Have you ever failed at something you really wanted to do well? Have you ever wanted to overcome a fear, but run away scared?

I was on a school excursion in the seventh grade. We had only been in high school for a month and my school decided to take our grade to a water park so we could bond. Australian schools rock.

The hype leading up to the excursion was centered around one thing – jumping off THE ROCK. I quickly realized if I wanted any kind of social status I was going to have to jump off Death Rock (I renamed it).

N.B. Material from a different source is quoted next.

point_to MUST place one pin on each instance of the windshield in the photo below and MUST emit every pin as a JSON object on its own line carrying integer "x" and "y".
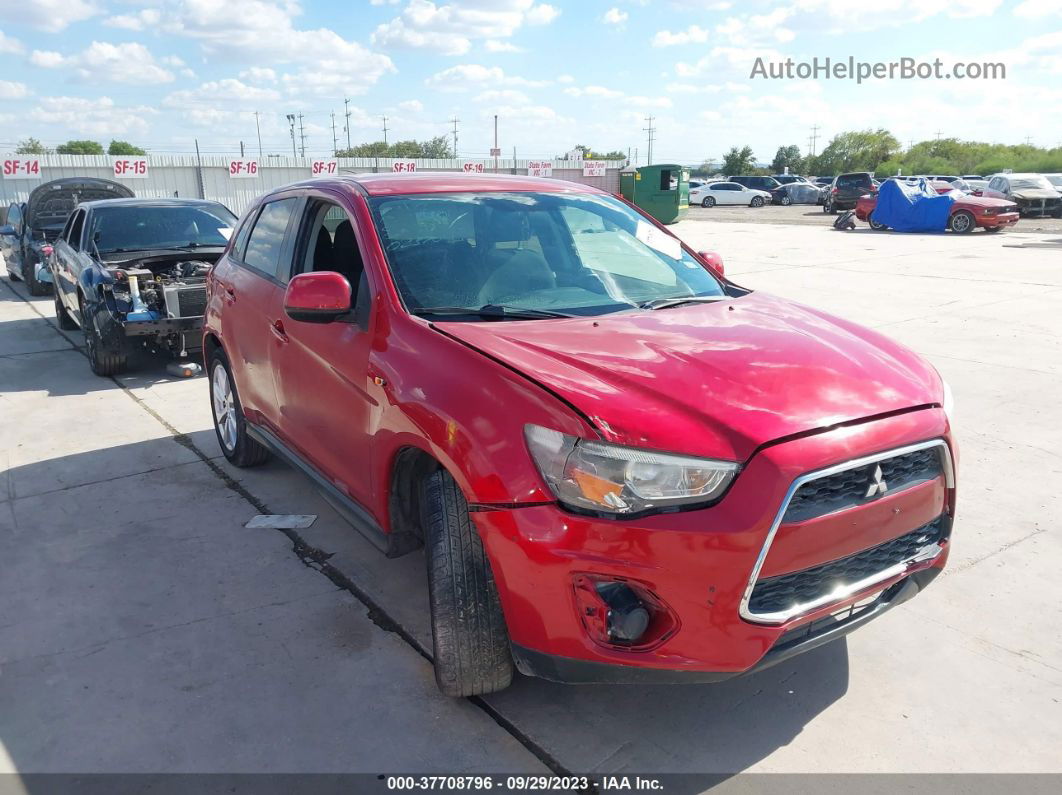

Confession: I have a small/massive fear of heights. Call me crazy, but the idea of plummeting towards the earth from a great distance doesn’t sound like my idea of fun. Unfortunately, starting high school meant that these kinds of core beliefs were irrelevant if I wanted friends.

The day came. I had my bikini ready and a false sense of security. Not to get graphic but a bikini probably wasn’t the best choice of swimwear for an awkwardly chubby teenager like me. Enough said.

As we walked out of the change rooms, there she was. She was staring down at me and I was staring up at her. She was unyielding, and tall, and solid rock… Obviously.

She was your worst nightmare, in rock form.

We made our way to the top with the girls giggling; seemingly unaware we were all about to plummet to our death. I wondered whether it would be seen as uncool for me to call my mum one last time to tell her I loved her and was leaving everything to her in my will. I decided against it.

We arrived at the top and, like the brave teenager I was, I pardoned myself every time I got to the front of the line. After as much procrastination as I could manage (there was now no one left to jump but me), it was time.

I walked to the jump line and did the one thing everyone says not to do, the worst thing possible. I looked down. I know, I’m sorry.

The jump was 5 metres (16.5 feet) high, but to me it may as well have been 5,000 metres. To make matters worse, I realised my entire class was on the ground staring up at me. Any courage or bravery I thought I had vanished quicker than I could say, “I don’t want to die today, thanks.”

I stared down and felt the eyes of everyone burning straight back at me. After about half an hour of practice runs, false starts and pitiful tears, I gave in to my fears.

A crying, shaking mess, I did the walk of shame back down the hill. I was so embarrassed and could feel the rejection from my friends. I was the only girl that didn’t jump. I was a failure.

Roll the tape forward seven years.

I had finished school (thank you Lord) and was on staff at our church. Dad (aka my boss-man) decided to take our staff to a water park for our annual church staff Christmas party. Can you guess which water park he picked? You guessed it – even if you didn’t, we can pretend you did… but seriously if you couldn’t guess, you should work on those skills.

Realising I would be at the very same water park that had caused so much anxiety years earlier, I told myself I would be fine. Years had passed and I was a “grown up” now. Right? Wrong.

We arrived for our Christmas party and sure enough, she was still there. Staring at me as aggressively as she had seven years earlier. The memories from that day flooded back, and I found myself, once again, a shaking mess.

As I walked up to the top of the rock, my experience can only be described by quoting a poet:

Palms were sweaty, Knees weak, arms were heavy I was nervous, but on the surface I looked calm and ready. The whole crowd grows so loud Snap back to reality Oh there goes gravity!

Sure I forgot everything the lifesaver said and so my arms flung up and slammed onto the water, leaving a nice bruise, but I had done it. I had conquered her. Death Rock, more like Slightly Bruised But Alive Rock!

Just call me Sir Edmund Hilary (or Eminem). Sir Edmund Hilary was the first man to conquer Mount Everest. He didn’t do it on his first go, but that didn’t stop him. After a failed attempt he looked up at the mountain and said,

“Mount Everest, you beat me the first time, but I’ll beat you the next time. You’ve grown all you are going to grow, but I’m still growing!”

Now, apart from the awkward silence afterward because he was speaking to a mountain, which obviously was incapable of a response, what a cool thing to say! Here’s a guy who faced his fears, more than once.

What’s your Death Rock? We’ve all been there. We’ve all tried something and failed. We’ve all made up excuses for that failure.

We’ve all wished that, instead of making up excuses, we could just confess, “I was just too scared.”

I know that feeling. But I also know it’s not over.

If you have tried something and failed, well done. Why? Because there are people out there who haven’t even tried. There are people who prefer to criticize rather than give life a shot. I feel sorry for those people.

Life is a journey, so learn from the past and move forward to victory. If you have fallen down, get back up, dust yourself off, and keep moving. One step forward is one step closer to your finish line.

One step forward is better than standing still.

Whatever you’re facing right now, you can do it. You have the creator of the world on your side, and He’ll give you everything you need.

Ps. You should totally read Hebrews 13:16.